Va ricordato che i complotti – immaginati o veri, che siano, che coinvolgono i sauditi e i russi hanno una lunga storia. Negli anni Ottanta si diceva che i sauditi fecero cadere il prezzo del petrolio (aumentando la produzione) per mettere in ginocchio l’Unione Sovietica, allora impegnata in Afghanistan. Negli anni Novanta si diceva che i sauditi fecero salire il prezzo del petrolio (riducendo la produzione) per rimettere in piedi la Russia non più Sovietica per evitare la crisi di una potenza nucleare.
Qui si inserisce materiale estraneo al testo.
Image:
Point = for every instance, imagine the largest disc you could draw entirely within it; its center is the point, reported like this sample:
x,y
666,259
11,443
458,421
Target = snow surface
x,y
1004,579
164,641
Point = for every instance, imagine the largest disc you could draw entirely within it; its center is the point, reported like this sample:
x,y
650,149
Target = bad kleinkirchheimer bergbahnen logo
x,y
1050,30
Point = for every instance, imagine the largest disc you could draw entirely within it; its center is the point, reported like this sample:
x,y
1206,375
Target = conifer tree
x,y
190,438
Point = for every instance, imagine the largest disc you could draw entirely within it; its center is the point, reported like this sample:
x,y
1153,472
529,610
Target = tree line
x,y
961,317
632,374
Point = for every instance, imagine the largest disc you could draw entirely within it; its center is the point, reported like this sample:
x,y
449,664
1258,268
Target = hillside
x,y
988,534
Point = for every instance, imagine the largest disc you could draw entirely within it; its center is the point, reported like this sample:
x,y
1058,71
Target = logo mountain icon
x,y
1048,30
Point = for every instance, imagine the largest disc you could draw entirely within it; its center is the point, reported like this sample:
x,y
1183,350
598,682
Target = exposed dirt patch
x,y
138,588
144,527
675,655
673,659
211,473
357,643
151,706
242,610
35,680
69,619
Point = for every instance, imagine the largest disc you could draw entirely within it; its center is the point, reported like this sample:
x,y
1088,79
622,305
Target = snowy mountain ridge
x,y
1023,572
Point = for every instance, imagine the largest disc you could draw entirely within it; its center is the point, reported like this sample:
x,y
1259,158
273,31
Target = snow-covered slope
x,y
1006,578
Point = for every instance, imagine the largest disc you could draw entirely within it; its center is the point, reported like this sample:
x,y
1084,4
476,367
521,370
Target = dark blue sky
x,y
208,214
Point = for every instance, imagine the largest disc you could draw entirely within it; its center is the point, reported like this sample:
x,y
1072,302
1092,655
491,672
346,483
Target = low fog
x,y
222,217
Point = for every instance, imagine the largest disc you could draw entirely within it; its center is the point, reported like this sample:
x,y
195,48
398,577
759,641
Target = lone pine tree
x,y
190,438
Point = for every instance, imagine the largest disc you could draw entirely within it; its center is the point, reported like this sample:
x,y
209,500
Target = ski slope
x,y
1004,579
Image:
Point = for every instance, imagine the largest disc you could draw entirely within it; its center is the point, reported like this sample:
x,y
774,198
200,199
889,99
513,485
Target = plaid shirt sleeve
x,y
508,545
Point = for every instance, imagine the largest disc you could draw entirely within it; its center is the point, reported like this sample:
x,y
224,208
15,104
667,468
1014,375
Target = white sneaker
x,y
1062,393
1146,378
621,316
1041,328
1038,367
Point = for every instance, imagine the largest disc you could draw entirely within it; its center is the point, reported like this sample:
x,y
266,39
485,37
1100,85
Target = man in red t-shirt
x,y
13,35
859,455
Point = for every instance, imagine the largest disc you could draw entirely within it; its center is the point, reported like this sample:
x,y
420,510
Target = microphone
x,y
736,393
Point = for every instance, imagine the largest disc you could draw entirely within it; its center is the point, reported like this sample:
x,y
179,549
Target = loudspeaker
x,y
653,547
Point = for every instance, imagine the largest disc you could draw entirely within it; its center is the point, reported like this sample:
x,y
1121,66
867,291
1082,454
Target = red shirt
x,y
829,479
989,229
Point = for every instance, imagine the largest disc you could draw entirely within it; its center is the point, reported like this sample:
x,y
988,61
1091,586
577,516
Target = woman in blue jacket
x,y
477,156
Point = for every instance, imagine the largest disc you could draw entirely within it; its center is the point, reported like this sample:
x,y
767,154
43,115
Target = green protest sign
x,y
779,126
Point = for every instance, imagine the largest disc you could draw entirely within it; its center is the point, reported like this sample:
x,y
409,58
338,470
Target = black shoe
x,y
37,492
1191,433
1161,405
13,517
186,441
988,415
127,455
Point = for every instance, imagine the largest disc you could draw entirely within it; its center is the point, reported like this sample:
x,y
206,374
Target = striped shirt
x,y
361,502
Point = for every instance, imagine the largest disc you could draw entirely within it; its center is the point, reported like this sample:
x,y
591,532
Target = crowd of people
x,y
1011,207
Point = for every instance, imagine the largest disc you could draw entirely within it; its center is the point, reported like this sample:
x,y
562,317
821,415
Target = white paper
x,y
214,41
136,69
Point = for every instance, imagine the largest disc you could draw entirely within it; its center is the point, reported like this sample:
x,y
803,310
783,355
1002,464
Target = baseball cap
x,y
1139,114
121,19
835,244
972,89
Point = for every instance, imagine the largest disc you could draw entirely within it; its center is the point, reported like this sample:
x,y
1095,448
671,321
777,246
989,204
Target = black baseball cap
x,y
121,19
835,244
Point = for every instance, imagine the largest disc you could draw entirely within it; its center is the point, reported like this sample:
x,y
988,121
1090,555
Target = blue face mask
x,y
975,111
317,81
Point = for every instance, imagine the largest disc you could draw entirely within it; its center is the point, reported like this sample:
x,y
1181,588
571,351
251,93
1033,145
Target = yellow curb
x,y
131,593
Quella del cambiamento climatico. La spinta secolare è verso l’uso delle energie rinnovabili. Se i sauditi (insieme ai russi) riuscissero nel periodo della transizione dall’energia non rinnovabile a quella rinnovabile, a “mettere le mani” su quanta più produzione possibile (facendo fuori in una qualche misura gli altri produttori), ecco che avrebbero portato a casa tutta la ricchezza possibile prima della forte riduzione della rendita petrolifera. Quale che sia la “vera” strategia dei sauditi, resta da chiedersi quale probabilità abbiano di ottenere gli scopi voluti.
Per quanto tempo i sauditi possono resistere dal momento che il loro bilancio pubblico va in pareggio con il barile a ottanta dollari, quindi a più del doppio dei prezzi correnti? Le immani ricchezze finanziarie di cui dispongono sono sufficienti per una guerra dei prezzi che potrebbe essere prolungata? Le immani ricchezze finanziarie saudite – le attività estere che detengono, per essere usate durante la guerra dei prezzi in corso, devono essere vendute sui mercati finanziari. Ciò che diventerebbe una pressione al ribasso dei prezzi delle attività finanziarie proprio nel momento in cui si palesa nei mercati la crisi da corona virus.
La storia della guerra dei prezzi non finisce solo nello scontro sui prezzi del petrolio, ma ha degli “effetti collaterali” di grande rilevanza. Quasi tutti i Paesi petroliferi minori (quindi a esclusione dei maggiori, dell’Arabia, della Russia, e degli Stati Uniti) chiudono i loro bilanci statali con un prezzo del petrolio dai cinquanta ai centoventi dollari al barile. Con la guerra dei prezzi in corso non avrebbero quindi modo di pagare il consenso politico che comprano con una spesa pubblica non finanziata dalle imposte.
Inoltre, questi Paesi sono quasi tutti indebitati in dollari con il sistema finanziario dei Paesi ricchi. L’industria finanziaria è di suo malmessa per le vicende del corona virus, dunque ci manca solo un crisi del debito dei Paesi petroliferi. In conclusione, la strategia saudita (e forse anche russa, se è vero hanno un obiettivo comune) potrebbe (forse) portare loro dei vantaggi, ma intanto genera degli svantaggi per gli altri.
Torniamo la cronaca. Alla fine sembra che giovedì si sia stato trovato un accordo. I sauditi e i russi tagliano la propria produzione per cinque milioni di barili, gli altri Paesi dell’Opec per altrettanto. Gli Stati Uniti sono invitati a tagliare, in quanto grande produttore, ma affermano che hanno tagliato di fatto per la caduta dell’offerta dei produttori shale, messi in crisi dai prezzi in caduta. Un taglio della produzione di questo tenore, anche se attuato, è a fatica eguale alla caduta della domanda dovuta alla crisi da corona virus. Ergo, i prezzi del petrolio non cadono, ma neppure si risollevano.